The aim of this case series is to demonstrate the efficacy and safety of this novel augmentative procedure for ridge preservation prior to implant therapy. This shall serve as a basis for a prospective study.

In all four cases, patients showed a stable volume of soft and hard tissues after the augmentation with AutoPD and good osseointegration of titanium implants, having been placed in this augmented socket.

The application of autologous bone and xenogeneic biomaterials for alveolar bone augmentation following tooth extraction has been intensively studied. This so called ridge preservation aims at the prevention of bone atrophy. From a biological point of view, autologous bone is still considered to be the optimal augmentation material due to its osteogenic, osteoinductive and osteoconductive properties [1, 34]. However, especially in small defects, possible donor-site morbidity, limited graft volume availability and additional length of operation for harvesting autologous bone led to the increasing usage of xenogeneic biomaterials such as demineralized bovine bone substitute (DBBS—Bio-Oss^©). These kind of non-resorbable biomaterials have great potential in maintaining the dimension of the contour of the ridge by serving as a framework for new bone formation [7]. Although DBBS shows great osteoconductive potential and has been proven to be as effective as autologous bone alone or in combination with autologous bone, it has a slow and incomplete resorption rate [4, 14, 22, 24].

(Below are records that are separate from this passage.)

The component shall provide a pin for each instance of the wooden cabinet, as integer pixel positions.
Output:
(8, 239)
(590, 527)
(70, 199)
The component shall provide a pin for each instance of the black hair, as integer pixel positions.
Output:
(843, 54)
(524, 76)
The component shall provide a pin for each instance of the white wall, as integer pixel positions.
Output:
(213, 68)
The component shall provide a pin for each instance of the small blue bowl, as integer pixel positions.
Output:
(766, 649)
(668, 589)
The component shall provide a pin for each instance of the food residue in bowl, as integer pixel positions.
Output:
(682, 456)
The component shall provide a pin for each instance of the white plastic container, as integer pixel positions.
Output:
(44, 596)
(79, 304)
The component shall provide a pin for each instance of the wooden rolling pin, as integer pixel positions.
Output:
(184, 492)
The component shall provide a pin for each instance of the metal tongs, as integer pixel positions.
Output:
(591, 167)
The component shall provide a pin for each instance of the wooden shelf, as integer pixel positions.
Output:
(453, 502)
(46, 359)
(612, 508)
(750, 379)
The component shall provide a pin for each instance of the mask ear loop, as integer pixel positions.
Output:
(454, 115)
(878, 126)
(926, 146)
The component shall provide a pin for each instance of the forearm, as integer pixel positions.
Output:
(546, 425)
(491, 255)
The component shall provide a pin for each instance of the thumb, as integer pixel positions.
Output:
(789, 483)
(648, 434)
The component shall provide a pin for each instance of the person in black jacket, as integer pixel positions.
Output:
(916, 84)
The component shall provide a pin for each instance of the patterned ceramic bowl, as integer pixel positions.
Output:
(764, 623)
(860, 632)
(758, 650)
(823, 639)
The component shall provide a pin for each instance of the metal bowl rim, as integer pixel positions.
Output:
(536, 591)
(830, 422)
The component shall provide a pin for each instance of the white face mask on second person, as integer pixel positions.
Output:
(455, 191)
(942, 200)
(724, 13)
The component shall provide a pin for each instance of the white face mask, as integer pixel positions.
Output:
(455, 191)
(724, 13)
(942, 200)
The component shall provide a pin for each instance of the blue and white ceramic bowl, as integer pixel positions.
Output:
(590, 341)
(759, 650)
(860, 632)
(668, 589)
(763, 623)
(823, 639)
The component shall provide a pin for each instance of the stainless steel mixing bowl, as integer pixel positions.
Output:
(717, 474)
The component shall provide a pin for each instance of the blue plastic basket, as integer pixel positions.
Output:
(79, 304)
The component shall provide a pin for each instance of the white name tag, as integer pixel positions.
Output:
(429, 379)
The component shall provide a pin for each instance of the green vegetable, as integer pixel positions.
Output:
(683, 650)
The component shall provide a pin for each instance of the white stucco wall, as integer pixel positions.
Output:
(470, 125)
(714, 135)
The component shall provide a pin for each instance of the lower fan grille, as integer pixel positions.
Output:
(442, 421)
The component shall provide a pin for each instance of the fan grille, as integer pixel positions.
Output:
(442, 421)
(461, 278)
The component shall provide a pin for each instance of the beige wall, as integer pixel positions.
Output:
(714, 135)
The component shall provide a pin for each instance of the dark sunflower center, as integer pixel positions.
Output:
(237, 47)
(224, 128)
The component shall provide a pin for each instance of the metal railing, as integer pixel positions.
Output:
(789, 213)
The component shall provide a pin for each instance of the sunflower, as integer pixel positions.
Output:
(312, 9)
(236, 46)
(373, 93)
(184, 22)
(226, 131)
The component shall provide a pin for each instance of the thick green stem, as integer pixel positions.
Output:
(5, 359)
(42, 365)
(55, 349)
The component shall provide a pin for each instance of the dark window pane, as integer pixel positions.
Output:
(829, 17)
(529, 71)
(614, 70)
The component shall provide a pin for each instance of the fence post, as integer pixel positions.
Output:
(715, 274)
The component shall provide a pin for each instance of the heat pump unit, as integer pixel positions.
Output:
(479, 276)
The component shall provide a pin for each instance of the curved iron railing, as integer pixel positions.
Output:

In addition, the use of DBBS increases treatment cost and may be incompatible to some patients. Regarding these factors of influence, it is of interest to test alternative bone substitute materials.

In traumatology, many studies showed that replanted teeth with a devitalized periodontal tissue will ankylose and dentin will be replaced by bone [1, 3].

It is well known that dentin and bone have a similar organic and inorganic structure [21]. Recent studies have focused on dentin as a potential bone substitute in different models of alveolar defects. It could be shown that dentin, being used either as a block graft or in particulated form, is involved in bone remodelling, expressing osteoconductive and even osteoinductive properties [3, 5, 9, 26, 29, 30]. In vivo studies in mice showed that dentin scaffolds performed similar with regard to the inflammatory response and neovascularization compared to isogenic bone [9]. Both materials induced an acute short-term inflammatory response with increased leukocyte-endothelial cell interaction, a process often observed after the implantation of biomaterials [19, 27]. Additionally, in vitro studies showed that protein extracts from dentin affect proliferation and differentiation of osteoprogenitor cells. Results suggested that TGFβ and perhaps other factors in dentin can regulate cell behaviour and, therefore, can influence development, remodelling and regeneration of mineralized tissues [33].